Dans un montage comportant des circuits logiques ou un micro-processeur il peut arriver, lors de sa mise au point, de tomber sur un vice de fonctionnement difficilement expliquable. Celui-ci n'est généralement pas dû à une erreur de câblage mais à la présence d'un octet, ou groupe de bits, non prévu et bien caché dans la succession des mots binaires.

Il peut également s'agir d'un problème sur le signal de contrôle, chargé de valider chaque groupe de bits. Notons que, dans la plupart des cas, on sait à peu près jusqu'où le montage fonctionne. La réalisation que nous vous proposons ici devrait donc vous aider dans la recherche des causes de tels vices.

Son principe est simple. Comme, en raison de sa simplicité, ce montage n'est capable que de dépouiller un seul octet à la fois, on lui indiquera, par l'intermédiaire de l'ordinateur, le dernier octet dont on est sûr.

Ceci fait, le montage renverra à l'ordinateur l'octet suivant immédiatement l'octet indiqué. Il sera donc possible, de proche en proche, de contrôler toute une séquence.

Précisons deux points. D'une
part nous parlerons toujours d'octets, mais il est possible de contrôler des groupes de 4, 5 ou 6 bits, par exemple. Pour cela, les pinces correspondant aux bits de poids fort seront soit reliées au 0 volt, soit laissées en l'air et leur état sera pris en compte dans le calcul de l'octet de déclenchement du dépouillement. D'autre part, dans bien des cas, la vitesse d'exécution du programme basic que nous utiliserons pour piloter ce montage est très insuffisante pour “saisir au vol” le passage d'un octet. Nous le mémoriserons donc et l'ordinateur aura tout loisir de venir le lire ultérieurement.

Le câblage de notre contrôleur se déduit directement de ces conditions.

Afin d'identifier l'octet de déclenchement nous prendrons un comparateur logique : un circuit intégré 74 LS 688, circuit que nous avons d'ailleurs déjà utilisé pour la réaüsation de notre interface principale afin qu'elle reconnaisse son adresse.

La reconnaissance de l'octet choisi provoque la remise à zéro d'un compteur (74 LS 93). Il aura pour fonction de sélectionner l'octet suivant immédiatement l'octet fixé, et lui seul. Le passage de son bit 1 à l'état haut provoquera donc la mémorisation, par le 74 LS 373, de l'état des pinces de test et, par voie de conséquence, l'octet à déterminer. Notons que cette opération se fera sous contrôle du signal de synchronisation, prélevé soit sur l'horloge du montage, soit sur le signal de contrôle.

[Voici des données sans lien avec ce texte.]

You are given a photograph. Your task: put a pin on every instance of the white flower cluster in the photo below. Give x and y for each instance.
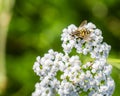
(64, 75)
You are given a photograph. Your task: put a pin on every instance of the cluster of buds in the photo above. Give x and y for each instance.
(64, 75)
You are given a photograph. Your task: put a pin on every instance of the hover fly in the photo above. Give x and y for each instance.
(82, 32)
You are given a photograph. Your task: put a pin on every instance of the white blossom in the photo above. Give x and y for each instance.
(66, 75)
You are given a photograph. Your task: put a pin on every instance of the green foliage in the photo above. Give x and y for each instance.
(36, 26)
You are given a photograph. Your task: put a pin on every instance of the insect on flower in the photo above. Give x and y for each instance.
(82, 32)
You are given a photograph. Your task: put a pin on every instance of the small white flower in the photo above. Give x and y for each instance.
(67, 75)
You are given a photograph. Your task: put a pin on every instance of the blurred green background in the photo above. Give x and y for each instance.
(36, 26)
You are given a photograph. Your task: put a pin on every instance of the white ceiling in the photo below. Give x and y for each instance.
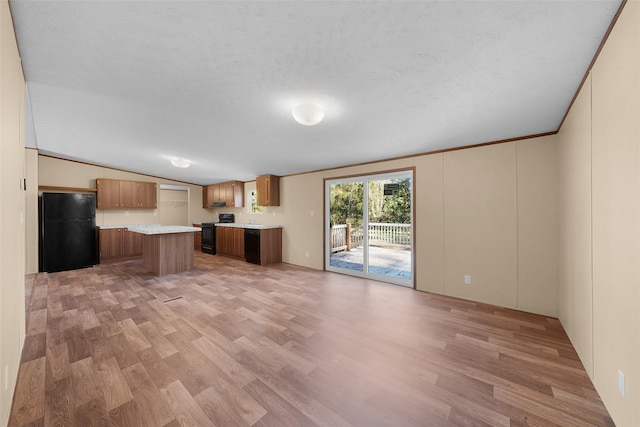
(132, 84)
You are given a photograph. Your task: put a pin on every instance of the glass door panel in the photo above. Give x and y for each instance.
(379, 244)
(389, 229)
(346, 210)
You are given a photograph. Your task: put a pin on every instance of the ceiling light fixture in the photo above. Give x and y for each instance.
(180, 163)
(308, 114)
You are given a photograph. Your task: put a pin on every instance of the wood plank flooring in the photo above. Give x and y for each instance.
(236, 344)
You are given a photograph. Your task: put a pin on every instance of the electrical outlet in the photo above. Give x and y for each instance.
(621, 383)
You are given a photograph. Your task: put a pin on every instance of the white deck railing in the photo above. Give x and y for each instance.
(380, 234)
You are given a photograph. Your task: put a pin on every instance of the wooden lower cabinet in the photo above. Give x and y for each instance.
(119, 244)
(230, 241)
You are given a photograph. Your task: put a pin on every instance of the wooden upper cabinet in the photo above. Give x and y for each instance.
(232, 193)
(207, 196)
(147, 195)
(129, 195)
(235, 194)
(268, 189)
(123, 194)
(108, 193)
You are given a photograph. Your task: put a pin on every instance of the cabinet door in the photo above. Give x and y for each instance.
(228, 194)
(224, 240)
(147, 195)
(108, 193)
(262, 188)
(128, 194)
(207, 196)
(238, 242)
(268, 188)
(111, 243)
(131, 243)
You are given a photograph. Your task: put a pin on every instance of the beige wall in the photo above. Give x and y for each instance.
(12, 212)
(600, 240)
(575, 293)
(173, 207)
(32, 244)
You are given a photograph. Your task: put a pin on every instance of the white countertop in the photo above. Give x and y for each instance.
(162, 229)
(247, 225)
(107, 227)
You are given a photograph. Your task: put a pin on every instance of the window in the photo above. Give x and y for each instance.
(254, 203)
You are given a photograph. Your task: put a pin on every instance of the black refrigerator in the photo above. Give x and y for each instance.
(67, 231)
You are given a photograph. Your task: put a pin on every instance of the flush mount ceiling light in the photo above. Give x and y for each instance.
(180, 163)
(308, 114)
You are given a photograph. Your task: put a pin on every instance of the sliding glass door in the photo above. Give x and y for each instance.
(370, 231)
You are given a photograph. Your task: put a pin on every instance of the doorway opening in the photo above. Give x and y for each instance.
(370, 227)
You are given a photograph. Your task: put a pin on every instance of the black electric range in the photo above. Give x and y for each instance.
(209, 232)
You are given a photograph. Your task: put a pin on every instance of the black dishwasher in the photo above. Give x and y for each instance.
(252, 245)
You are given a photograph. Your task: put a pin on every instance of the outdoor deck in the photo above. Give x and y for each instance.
(383, 261)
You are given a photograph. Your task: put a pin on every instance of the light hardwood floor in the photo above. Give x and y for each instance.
(236, 344)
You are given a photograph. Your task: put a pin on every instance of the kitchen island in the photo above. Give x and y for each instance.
(166, 249)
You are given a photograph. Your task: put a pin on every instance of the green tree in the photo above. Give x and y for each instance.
(346, 203)
(397, 207)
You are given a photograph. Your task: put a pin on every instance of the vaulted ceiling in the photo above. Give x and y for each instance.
(133, 84)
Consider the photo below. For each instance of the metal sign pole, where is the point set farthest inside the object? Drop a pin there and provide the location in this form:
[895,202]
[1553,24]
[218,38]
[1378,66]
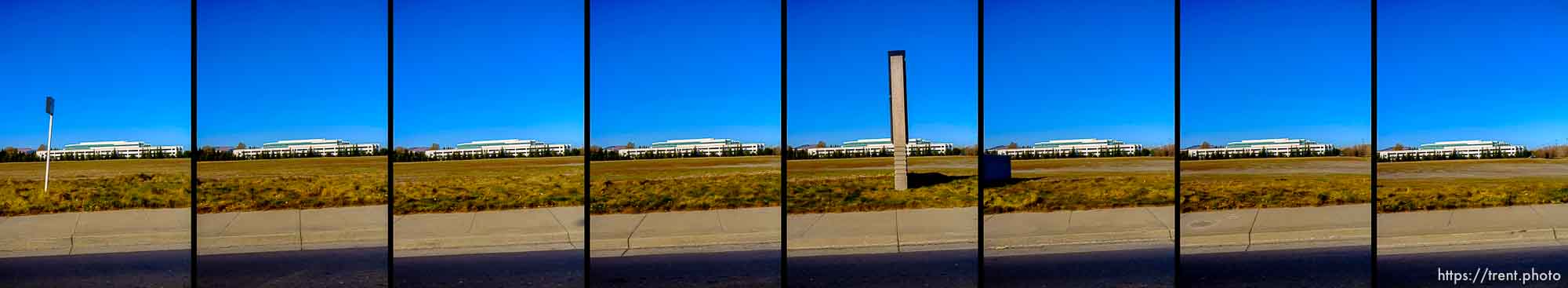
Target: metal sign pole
[49,107]
[901,121]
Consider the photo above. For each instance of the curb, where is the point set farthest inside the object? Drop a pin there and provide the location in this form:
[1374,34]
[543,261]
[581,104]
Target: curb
[1523,228]
[93,232]
[1279,229]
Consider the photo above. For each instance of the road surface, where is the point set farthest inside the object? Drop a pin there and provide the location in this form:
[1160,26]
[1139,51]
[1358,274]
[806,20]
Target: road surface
[1112,268]
[1421,270]
[296,268]
[553,268]
[940,268]
[159,268]
[1327,268]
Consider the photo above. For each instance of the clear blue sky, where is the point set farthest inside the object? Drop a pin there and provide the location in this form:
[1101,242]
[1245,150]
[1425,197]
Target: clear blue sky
[667,69]
[1473,71]
[838,69]
[291,69]
[1277,69]
[117,69]
[1080,69]
[488,69]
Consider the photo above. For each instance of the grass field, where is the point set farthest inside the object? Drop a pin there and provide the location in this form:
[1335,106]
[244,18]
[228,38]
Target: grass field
[1276,182]
[866,184]
[1470,184]
[684,184]
[1084,184]
[291,184]
[477,185]
[95,185]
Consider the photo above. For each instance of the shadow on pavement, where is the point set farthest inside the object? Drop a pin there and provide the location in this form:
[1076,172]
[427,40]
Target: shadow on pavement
[296,268]
[159,268]
[1111,268]
[1332,267]
[551,268]
[938,268]
[749,268]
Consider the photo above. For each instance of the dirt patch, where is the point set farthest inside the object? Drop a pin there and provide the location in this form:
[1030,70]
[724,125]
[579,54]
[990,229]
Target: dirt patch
[1472,170]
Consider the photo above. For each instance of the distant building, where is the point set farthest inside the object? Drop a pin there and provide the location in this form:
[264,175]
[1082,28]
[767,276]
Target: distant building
[706,146]
[1461,149]
[327,148]
[1272,148]
[1086,148]
[515,148]
[882,146]
[129,149]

Une fois cette opération effectuée, le montage sera bloqué jusqu'à ce que l'objet de déclenchement se présente à nouveau.

Le câblage ne doit pas poser de problème. Il sera, comme toujours, réalisé en wrapping et nous utiliserons des “gnp fils” petit modèle en guise de pince de test, afin de pouvoir les accrocher sur les pattes mêmes des circuits intégrés du montage à contrôler.

Le programme proposé est également très-simple et-pourra être modifié au goût de chacun. Il demandera simplement de lui indiquer (en décimales) la valeur de l'octet de déclenchement et donnera en réponse, chaque fois que ce dernier se présentera, la valeur de l'octet le suivant immédiatement.

Pour une bonne utilisation de ce contrôleur, une seule précaution est à prendre : bien choisir le signal de synchronisation. En effet, si tel n'est, pas le cas, la mesure n'aura aucun sens. Il faudra donc choisir soit un signal d'horloge, s'il s'agit d'un compteur par exemple, soit un “strobe” si la mesure est effecutée sur un bus.

Notons que l'état actif du signal de synchronisation peut être choisi à l'aide d'un interrupteur. Pour un strobe, par exemple, on pourra donc, en fonction des besoins, soit choisir “actif en 1”, soit “actif en 0”, par simple modification de la position de l'interrupteur.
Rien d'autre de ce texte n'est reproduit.